The output is what I expect when I work it out on paper:

e d 3

If I use uint32_t instead of uint16_t bitfields, I get the same result.

But when I use uint8_t bitfields instead of uint16_t, I get an inconsistent result that is either:

e d 6

or

e d 16

Neither is correct. Why does using uint8_t for bitfields cause this strange behavior?

Answer 1

The memory layout of bit-fields is implementation defined. Confer, for example, this online draft c++ standard:

9.6 Bit-fields

(1) ... Allocation of bit-fields within a class object is implementation-defined. Alignment of bit-fields is implementation-defined.
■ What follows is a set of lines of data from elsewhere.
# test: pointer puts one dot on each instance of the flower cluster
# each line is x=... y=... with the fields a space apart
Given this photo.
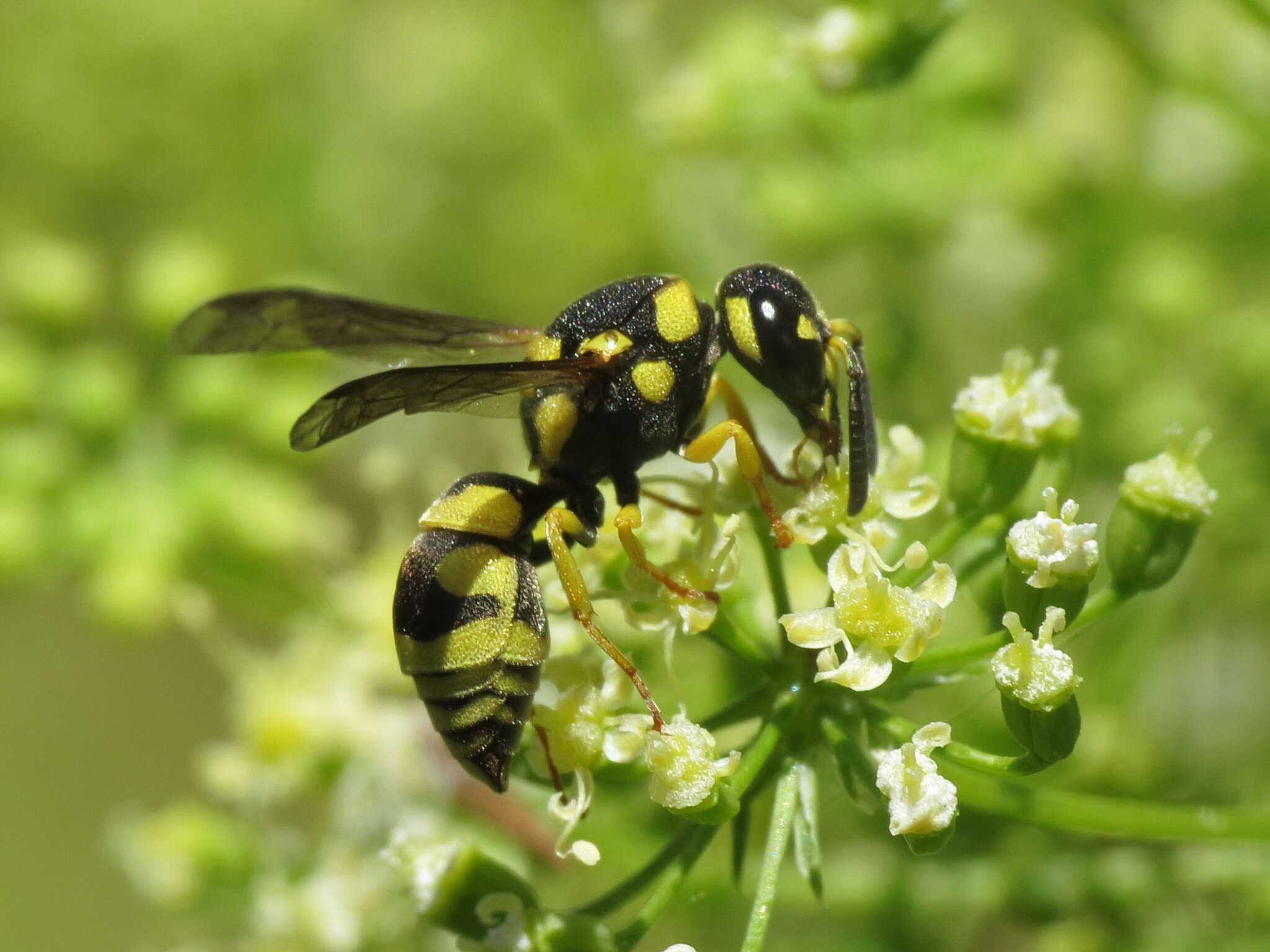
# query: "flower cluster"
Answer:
x=873 y=620
x=1021 y=405
x=1032 y=671
x=1052 y=546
Thus, as you do not introduce explicit padding by bit-fields of length 0, you have no control on how the compiler will lay out your struct in memory. Actually, I think that you yield undefined behaviour, as you are converting one pointer to another one with probably different alignment requirements, and accessing padding bits (as it would happen with the assignment of a reinterpreted cast) is undefined behaviour, too.
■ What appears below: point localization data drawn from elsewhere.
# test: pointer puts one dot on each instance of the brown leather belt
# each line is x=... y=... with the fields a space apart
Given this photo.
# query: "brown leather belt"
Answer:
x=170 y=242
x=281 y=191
Note that you can control padding of bit fields in a standardised way:

(2) A declaration for a bit-field that omits the identifier declares an unnamed bit-field. Unnamed bit-fields are not members and cannot be initialized. [Note: An unnamed bit-field is useful for padding to conform to externally-imposed layouts. — end note ] As a special case, an unnamed bit-field with a width of zero specifies alignment of the next bit-field at an allocation unit boundary. Only when declaring an unnamed bit-field may the value of the constant-expression be equal to zero.
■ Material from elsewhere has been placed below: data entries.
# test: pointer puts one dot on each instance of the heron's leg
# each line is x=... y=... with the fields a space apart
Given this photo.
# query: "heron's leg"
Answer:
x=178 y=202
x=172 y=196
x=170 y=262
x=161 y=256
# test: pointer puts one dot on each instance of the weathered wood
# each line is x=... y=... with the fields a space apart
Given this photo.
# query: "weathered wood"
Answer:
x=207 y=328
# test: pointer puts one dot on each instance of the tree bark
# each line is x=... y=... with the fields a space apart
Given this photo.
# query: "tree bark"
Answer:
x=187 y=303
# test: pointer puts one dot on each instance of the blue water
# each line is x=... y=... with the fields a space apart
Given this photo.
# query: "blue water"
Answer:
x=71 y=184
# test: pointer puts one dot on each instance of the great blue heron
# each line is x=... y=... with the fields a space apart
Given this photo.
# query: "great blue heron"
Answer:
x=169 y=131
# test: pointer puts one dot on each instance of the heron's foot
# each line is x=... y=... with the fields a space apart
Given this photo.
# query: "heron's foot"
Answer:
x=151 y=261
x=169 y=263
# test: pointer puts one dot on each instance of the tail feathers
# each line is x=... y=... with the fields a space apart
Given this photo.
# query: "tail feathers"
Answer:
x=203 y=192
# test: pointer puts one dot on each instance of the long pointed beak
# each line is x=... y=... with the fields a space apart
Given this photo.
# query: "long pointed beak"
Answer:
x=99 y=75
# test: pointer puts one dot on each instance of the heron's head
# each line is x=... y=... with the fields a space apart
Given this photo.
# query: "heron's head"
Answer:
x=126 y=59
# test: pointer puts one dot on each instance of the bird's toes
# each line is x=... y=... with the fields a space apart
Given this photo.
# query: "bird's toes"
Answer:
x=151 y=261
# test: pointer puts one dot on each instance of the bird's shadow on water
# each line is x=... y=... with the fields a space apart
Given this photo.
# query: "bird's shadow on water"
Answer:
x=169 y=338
See the following code that makes use of this feature; Note that it yields a different result as I found no way of how to control padding such that I could get consecutive 5-bit-piecies. So I adapted the example to something that works on the level of byte borders:

struct Foo {
    uint8_t a:5;
    uint8_t :0;
    uint8_t b:5;
    uint8_t :0;
    uint8_t c:5;
};

union DifferentView {
    uint32_t bits;
    struct Foo foo;
};

int main()
{
    union DifferentView myView;

    myView.bits = 0x0d0a0e;
    printf("%x %x %x\n", myView.foo.a, myView.foo.b, myView.foo.c);
    // Output: e a d

    return 0;
}

Answer 2

The compiler may add padding between structure members (or it may not, at its discretion) and you don't account for that when you just try to access the entire struct as a bunch of bits. Basically you can't just do that (the behaviour is undefined and your code is simply buggy). You need to access the structure members by name or use compiler specific extensions to control the layout/padding.